Five years after moving to the states, Gomez graduated from Boca Raton High School.

“After I graduated high school I really wanted to travel and see the world,” Gomez said. “My old soccer coach talked to me about the Air Force, so I went and talked to a recruiter and ended up enlisting.”

Three years into his career, however, the only part of the world the Air Force had showed Gomez was Offutt Air Force Base in Nebraska.

“I was up for re-enlistment and I told them I wanted to go overseas,” Gomez explained. “They said they couldn’t send me overseas because I didn’t have my citizenship.”

After realizing not being an American citizen was holding him back from traveling the world while he served the nation he called home, he finally started the citizenship process. Being in the military helped him get his citizenship in just a few months.

In 1992 Gomez decided it was time for a change and he got out of the Air Force – if only temporarily.

“I was back home in Florida and a friend of mine in Virginia called me about a reserve medical evacuation fly job,” Gomez said. “It seemed like something I’d like, so I moved to Virginia to join the unit.”

Gomez has been with the 459th Aeromedical Evacuation Squadron out of Andrews Air Force Base, Md., since, although he is currently deployed with the 651st AES.

Gomez has enjoyed a diverse career, at different times working as a contractor, serving as the training noncommissioned officer for the American Embassy in Nicaragua, and training others as a medical technician instructor.

Even with all of Gomez’s accomplishments, at the end of the day, he still wanted to serve his country in Afghanistan and put his skills to use.

“For us in the reserve, deployments are basically voluntary.
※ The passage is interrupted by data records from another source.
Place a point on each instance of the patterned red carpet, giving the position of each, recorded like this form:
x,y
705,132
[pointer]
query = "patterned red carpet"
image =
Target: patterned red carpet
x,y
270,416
But my squadron was deploying in the winter, after [my wife] Heather has [our second child] and I didn’t want to leave her.”

Instead, with the support of his wife, Gomez got on a deployment with his current squadron during the spring and summer of 2011, during Heather’s pregnancy.
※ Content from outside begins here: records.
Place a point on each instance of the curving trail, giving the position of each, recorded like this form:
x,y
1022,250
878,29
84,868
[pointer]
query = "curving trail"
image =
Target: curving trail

“This was important to Johnny and throughout our relationship, he has always wanted to put his training to use,” said Heather, through e-mail. “The troops need someone like him, someone who always seems to know what to do and when to do it. There was never a question of him not deploying.”
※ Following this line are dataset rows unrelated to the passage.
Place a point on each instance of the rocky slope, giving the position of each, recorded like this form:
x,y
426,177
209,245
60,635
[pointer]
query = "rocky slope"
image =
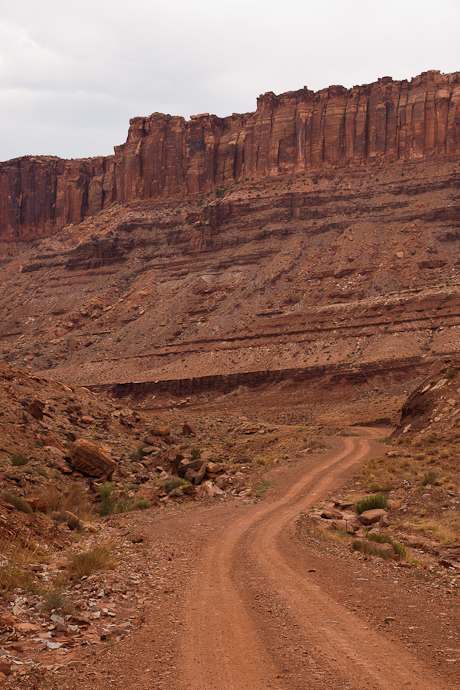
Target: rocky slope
x,y
354,273
298,131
Whether it be luck or blessing, Gomez is due back to the states six days before Heather is scheduled to give birth.

Until then, Gomez continues to stay in the fight doing what he has been trained to do for nearly 20 years.

“When you’re evacuating a [wounded] U.S. serviceman or women and you see them lying on a cot, it’s hard,” he continued. “It’s a huge sense of accomplishment, though, when you get them where they need to be and you know they’re going to get to see their loved ones back home again.”

Gomez is nearing the end of his deployment and looks forward to returning to his growing family in Maryland in the coming months.